その理由は神戸市の図書館が今月の29日から来年の1月末まで使えなくなるから。少し前のブログで書いたように、大幅なシステム変更に伴って約1ヶ月間ほど本の貸出が停止される。その対応として今月の15日から貸出期間は2月まで伸びて、貸出限度も普段の10冊から20冊に増やされる。
読書中毒のボクとしては、本がないと禁断症状が出てしまう。それゆえ来年の1月に本の供給が絶たれないように計画を練っている。それで今日も図書館に寄ってきたし、図書館の扉を出た途端に予約枠を埋めるためにスマートフォンですぐ予約を入れた。次に借りる本から延長対象とするため。
そんな図書館の年末気分に浸っているせいか、今年は珍しくクリスマスケーキの予約をした。めちゃくちゃ美味しいお気に入りのケーキ屋さんがある。去年は気がついたらクリスマスケーキの予約が売り切れとなっていた。今年も24日はすでに完売。ということで今日は別の日で予約を済ませてきた。
そんな調子なので、手元にある本もピッチを上げて読んでいる。久しぶりにホラーらしい怖い作品を読んだ。
2022年 読書#115
『スケルトン・クルー2 神々のワード・プロセッサ』スティーブン・キング著という小説。『スケルトン・クルー』というタイトルの短編集が出版されている。日本では3つに分冊されていて、先日に続いてその第2弾を読んだ。キングらしいゾッとする小説が並ぶ短編集だった。
『パラノイドの唄』1985年
『神々のワードプロセッサ』1983年
『オットー伯父さんのトラック』1983年
『ジョウント』1981年
『しなやかな銃弾のバラード』1984年
『猿とシンバル』1980年
という6作が収録されている。楽しく読めたのは『神々のワードプロセッサ』という作品。売れない作家が主人公で、本来は結婚するはずだった女性は兄に奪われてしまった。主人公が結婚した女性は最悪で、生まれた息子も父親を馬鹿にしている。

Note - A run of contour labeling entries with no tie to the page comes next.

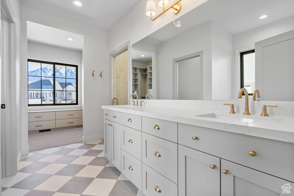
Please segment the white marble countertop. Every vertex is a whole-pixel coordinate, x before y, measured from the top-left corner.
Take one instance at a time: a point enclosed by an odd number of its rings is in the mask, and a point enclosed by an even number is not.
[[[244,115],[242,113],[211,110],[172,108],[130,105],[103,106],[103,109],[127,113],[179,123],[195,125],[237,133],[294,143],[294,117],[260,114]],[[240,121],[230,119],[217,119],[196,116],[213,113],[225,116],[238,117]],[[230,115],[232,115],[231,116]],[[248,122],[250,118],[266,122]],[[268,122],[266,122],[267,121]],[[281,121],[281,122],[280,122]]]

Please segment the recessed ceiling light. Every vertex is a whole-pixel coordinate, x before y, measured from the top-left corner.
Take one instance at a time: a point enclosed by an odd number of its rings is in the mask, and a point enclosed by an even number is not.
[[[83,4],[83,3],[79,1],[74,0],[71,2],[73,3],[73,4],[77,7],[81,7],[84,6],[84,4]]]
[[[265,14],[265,15],[263,15],[262,16],[261,16],[258,17],[258,19],[263,19],[267,17],[268,16],[268,15],[267,14]]]

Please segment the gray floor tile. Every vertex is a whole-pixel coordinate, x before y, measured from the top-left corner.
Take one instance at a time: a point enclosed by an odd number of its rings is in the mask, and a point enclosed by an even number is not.
[[[44,162],[35,162],[34,163],[33,163],[27,166],[26,166],[23,168],[21,169],[18,171],[19,172],[35,173],[50,163],[44,163]]]
[[[96,177],[98,178],[117,180],[121,173],[116,167],[106,167]]]
[[[11,188],[33,189],[52,175],[49,174],[34,174],[16,184]]]
[[[76,159],[79,156],[75,155],[65,155],[61,158],[58,159],[53,163],[69,164]]]
[[[85,144],[80,146],[77,149],[90,149],[96,145],[96,144]]]
[[[82,156],[87,156],[89,157],[97,157],[103,150],[89,150]]]
[[[51,196],[55,192],[32,190],[24,196]]]
[[[73,177],[57,192],[81,194],[94,179],[91,177]]]
[[[95,165],[95,166],[106,166],[109,162],[109,161],[105,157],[95,157],[95,158],[89,163],[88,165]]]
[[[69,164],[56,173],[55,175],[74,176],[85,166],[86,165],[83,165]]]
[[[52,155],[66,155],[75,150],[74,148],[62,148],[52,153]]]
[[[138,188],[130,181],[118,180],[110,192],[108,196],[136,196]]]
[[[49,154],[35,154],[24,159],[21,160],[25,161],[36,161],[45,157],[47,156]]]

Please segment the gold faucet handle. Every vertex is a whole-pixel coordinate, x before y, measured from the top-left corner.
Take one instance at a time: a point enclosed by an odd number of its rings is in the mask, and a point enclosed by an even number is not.
[[[230,105],[231,106],[231,111],[230,112],[230,114],[235,114],[235,111],[234,109],[234,104],[233,103],[224,103],[223,105]]]

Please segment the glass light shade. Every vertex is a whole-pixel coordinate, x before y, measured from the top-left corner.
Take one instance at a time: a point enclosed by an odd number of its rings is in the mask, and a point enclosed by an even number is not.
[[[167,6],[168,4],[169,4],[169,1],[168,0],[160,0],[159,1],[158,1],[157,5],[159,7],[163,7],[163,1],[164,1],[165,7]]]
[[[148,0],[147,1],[147,5],[146,6],[146,15],[148,16],[154,16],[156,15],[156,5],[155,1],[154,0]]]

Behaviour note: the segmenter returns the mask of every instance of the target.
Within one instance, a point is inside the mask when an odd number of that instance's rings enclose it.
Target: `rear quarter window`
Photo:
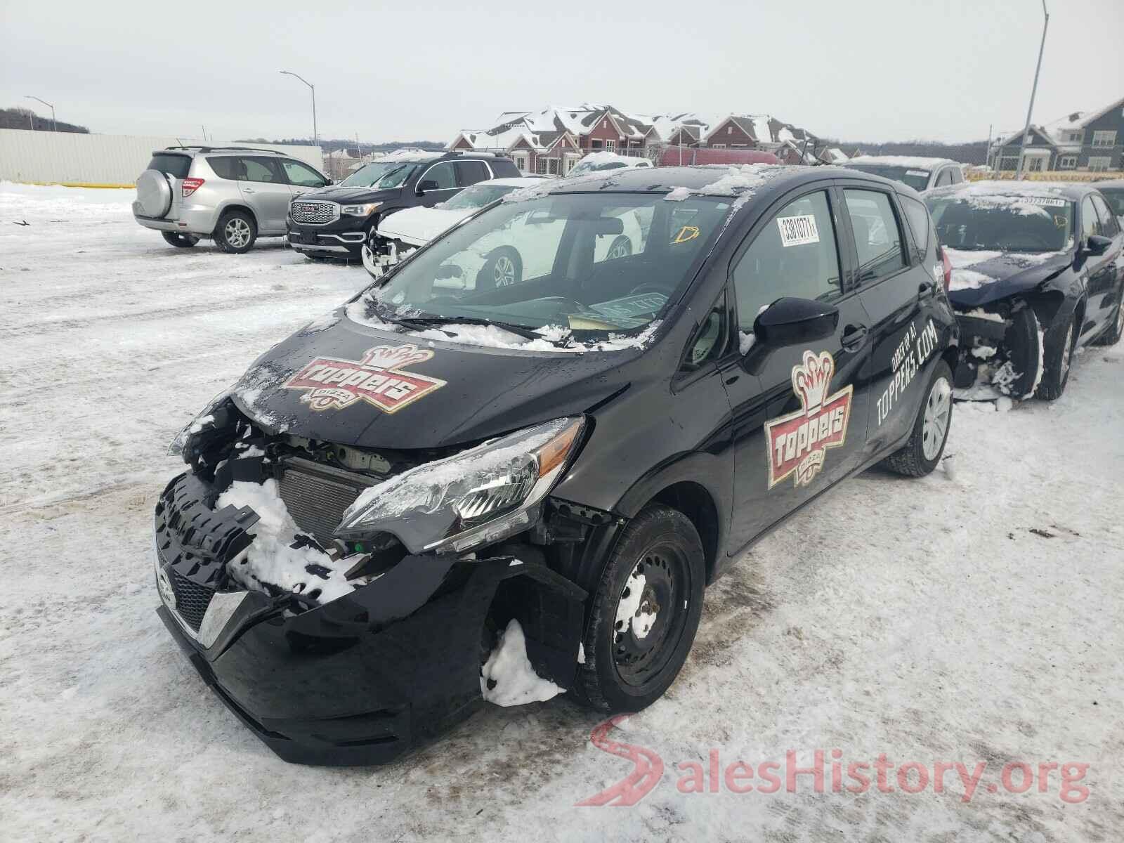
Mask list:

ある日、兄一家が交通事故で死亡した。大好きな甥っ子は、主人公のために自作のワープロを残してくれていた。そのワープロが不思議で、文字で書いたことが現実に起こる。結果は想像できるように、今の妻と息子の存在が世界から消され、甥っ子と兄の妻を自分の妻と息子に変えてしまったという物語。
気味悪かったのは『猿とシンバル』という作品。主人公は幼いころに亡くなった父が残していた猿のオモチャを見つける。その猿がシンバルを叩くと誰かが死ぬ。怖くなった主人公はその猿のオモチャを井戸に捨ててしまう。

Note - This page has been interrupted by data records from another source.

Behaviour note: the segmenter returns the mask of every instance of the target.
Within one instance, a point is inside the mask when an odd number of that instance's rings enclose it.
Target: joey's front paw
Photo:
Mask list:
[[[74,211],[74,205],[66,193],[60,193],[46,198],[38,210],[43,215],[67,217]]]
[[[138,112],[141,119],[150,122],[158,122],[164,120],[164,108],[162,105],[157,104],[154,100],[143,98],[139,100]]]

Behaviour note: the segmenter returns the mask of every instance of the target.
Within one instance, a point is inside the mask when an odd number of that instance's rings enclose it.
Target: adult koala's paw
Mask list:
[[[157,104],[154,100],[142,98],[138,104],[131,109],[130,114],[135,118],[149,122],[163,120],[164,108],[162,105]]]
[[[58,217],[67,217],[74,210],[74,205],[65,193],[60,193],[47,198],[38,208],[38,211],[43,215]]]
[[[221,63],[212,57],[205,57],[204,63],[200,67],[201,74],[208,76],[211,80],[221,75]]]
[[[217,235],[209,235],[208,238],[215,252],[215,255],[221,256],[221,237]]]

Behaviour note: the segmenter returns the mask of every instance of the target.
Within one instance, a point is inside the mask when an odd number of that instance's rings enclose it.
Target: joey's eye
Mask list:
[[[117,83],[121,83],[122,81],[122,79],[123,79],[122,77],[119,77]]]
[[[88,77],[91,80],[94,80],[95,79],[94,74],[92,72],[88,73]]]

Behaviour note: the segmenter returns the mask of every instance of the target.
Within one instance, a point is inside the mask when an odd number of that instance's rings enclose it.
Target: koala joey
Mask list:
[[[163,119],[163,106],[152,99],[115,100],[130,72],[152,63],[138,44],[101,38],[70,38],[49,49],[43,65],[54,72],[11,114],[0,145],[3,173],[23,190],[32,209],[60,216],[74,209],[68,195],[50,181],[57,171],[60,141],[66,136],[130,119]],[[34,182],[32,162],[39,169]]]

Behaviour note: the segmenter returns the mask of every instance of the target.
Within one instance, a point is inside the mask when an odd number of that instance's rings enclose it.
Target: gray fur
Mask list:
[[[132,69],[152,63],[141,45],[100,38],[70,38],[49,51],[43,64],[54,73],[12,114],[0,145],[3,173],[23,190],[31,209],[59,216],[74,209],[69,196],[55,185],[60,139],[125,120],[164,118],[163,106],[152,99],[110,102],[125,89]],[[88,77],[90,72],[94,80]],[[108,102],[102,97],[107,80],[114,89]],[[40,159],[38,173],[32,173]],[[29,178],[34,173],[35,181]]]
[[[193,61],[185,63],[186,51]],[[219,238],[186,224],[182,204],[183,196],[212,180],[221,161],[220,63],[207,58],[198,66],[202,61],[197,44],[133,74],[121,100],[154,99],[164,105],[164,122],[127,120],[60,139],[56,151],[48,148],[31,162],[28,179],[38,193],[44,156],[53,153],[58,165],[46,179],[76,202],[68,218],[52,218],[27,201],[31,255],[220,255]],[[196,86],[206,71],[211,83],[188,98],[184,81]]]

彼が妻と二人の息子を連れて、久しぶりに少年時代に過ごした家にやってきた。そこに捨てたはずの猿が置いてあった。その猿のせいでこれまでベビーシッター、主人公の友人と兄の友人、主人公の母、そして叔父と叔母まで亡くなっている。2度とシンパルを鳴らせないよう、今度こそ捨ててしまという内容。オチがとても面白かった。

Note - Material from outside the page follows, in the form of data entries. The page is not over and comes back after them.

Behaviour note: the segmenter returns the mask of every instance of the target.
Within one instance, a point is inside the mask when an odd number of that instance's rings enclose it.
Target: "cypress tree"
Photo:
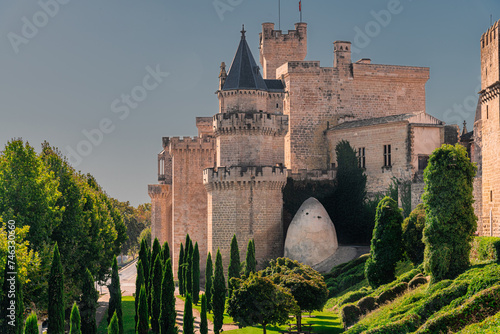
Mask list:
[[[253,240],[248,241],[247,256],[245,259],[245,276],[249,277],[250,273],[257,271],[257,263],[255,261],[255,244]]]
[[[176,334],[175,325],[175,282],[172,271],[172,259],[168,259],[163,270],[161,282],[160,334]]]
[[[208,334],[207,296],[201,295],[200,334]]]
[[[168,245],[168,241],[163,243],[163,246],[161,247],[161,254],[163,258],[163,265],[165,265],[167,260],[170,259],[170,246]]]
[[[183,334],[194,334],[194,318],[193,318],[193,305],[191,295],[186,295],[186,302],[184,303],[184,319],[182,322]]]
[[[85,334],[97,333],[96,311],[99,293],[94,286],[94,277],[90,270],[85,269],[80,303],[81,329]]]
[[[155,269],[155,261],[156,257],[161,254],[161,246],[158,238],[155,238],[153,241],[153,248],[151,249],[151,261],[149,261],[149,287],[146,289],[148,293],[148,307],[149,307],[149,315],[153,316],[153,303],[151,302],[151,297],[153,294],[153,271]],[[156,333],[156,332],[155,332]]]
[[[181,242],[181,250],[179,251],[179,265],[177,266],[177,279],[179,280],[179,294],[184,296],[184,246]]]
[[[116,315],[116,312],[113,313],[113,316],[111,317],[111,322],[109,323],[108,326],[108,334],[119,334],[120,333],[120,326],[118,324],[118,316]]]
[[[160,333],[158,319],[160,318],[161,281],[163,279],[163,264],[161,254],[156,256],[151,276],[151,329],[153,333]]]
[[[48,334],[64,333],[64,276],[57,243],[54,247],[49,276]]]
[[[116,317],[118,318],[118,328],[120,334],[123,334],[122,292],[120,289],[120,276],[118,275],[118,263],[116,262],[116,256],[113,259],[113,267],[111,269],[111,284],[108,285],[108,289],[108,324],[111,322],[111,318],[116,311]]]
[[[191,262],[193,265],[192,275],[193,275],[193,303],[198,305],[198,300],[200,296],[200,251],[198,249],[198,243],[194,245],[193,250],[193,261]]]
[[[142,268],[142,261],[139,259],[137,261],[137,277],[135,278],[135,320],[134,323],[137,323],[137,319],[139,318],[139,294],[141,293],[141,287],[144,283],[144,269]]]
[[[370,257],[365,263],[365,276],[373,288],[395,279],[396,264],[403,254],[402,223],[403,215],[396,201],[384,197],[377,206]]]
[[[31,313],[26,319],[24,334],[38,334],[38,319],[36,313]]]
[[[136,332],[138,334],[147,334],[149,331],[149,313],[148,313],[148,297],[146,287],[141,286],[139,292],[139,318],[137,319]]]
[[[214,312],[214,333],[219,334],[224,319],[224,308],[226,303],[226,281],[224,279],[224,268],[222,267],[222,255],[217,249],[215,258],[215,274],[212,286],[212,309]]]
[[[214,266],[212,264],[212,255],[208,252],[207,265],[205,269],[205,295],[207,299],[207,311],[212,311],[212,285],[213,285]]]
[[[240,270],[240,250],[238,248],[238,240],[236,239],[236,235],[233,235],[233,240],[231,240],[231,257],[229,259],[229,269],[227,273],[227,289],[229,292],[229,298],[231,298],[231,293],[233,290],[231,278],[240,278]]]
[[[184,254],[184,292],[192,295],[193,293],[193,244],[188,244],[187,252]]]
[[[70,319],[69,334],[82,334],[82,330],[80,329],[81,325],[80,311],[78,310],[76,302],[73,303],[73,308],[71,309],[71,316],[69,319]]]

そして最高に怖かったのが『しなやかな銃弾のバラード』という物語。ある作家がそのタイトルの小説を書いた。その作家は完全に心を病んでいて、言動が明らかにおかしい。担当した編集者はその様子に困惑しながらも、作品が素晴らしいので書籍にしようとした。
ところがやがて著者の狂気が編集者に伝染してしまう。このあたりの描写はリアルで恐ろしい、少しずつ狂っていく編集者の様子に寒気がした。最終的に作家は妻を殺そうとしたが、失敗して自殺してしまう。編集者も自殺まで追い込まれたが、急死に一生をえて助かるという内容。
狂気の種はどんな人間にも存在しているのかもしれない。だから本物の狂気に触れたとき、隠れていた狂気が目覚めるのかも。そんなことを感じさせる。とても恐ろしい物語だった。さて、今日もどんどん次の本を読んでいくぞ。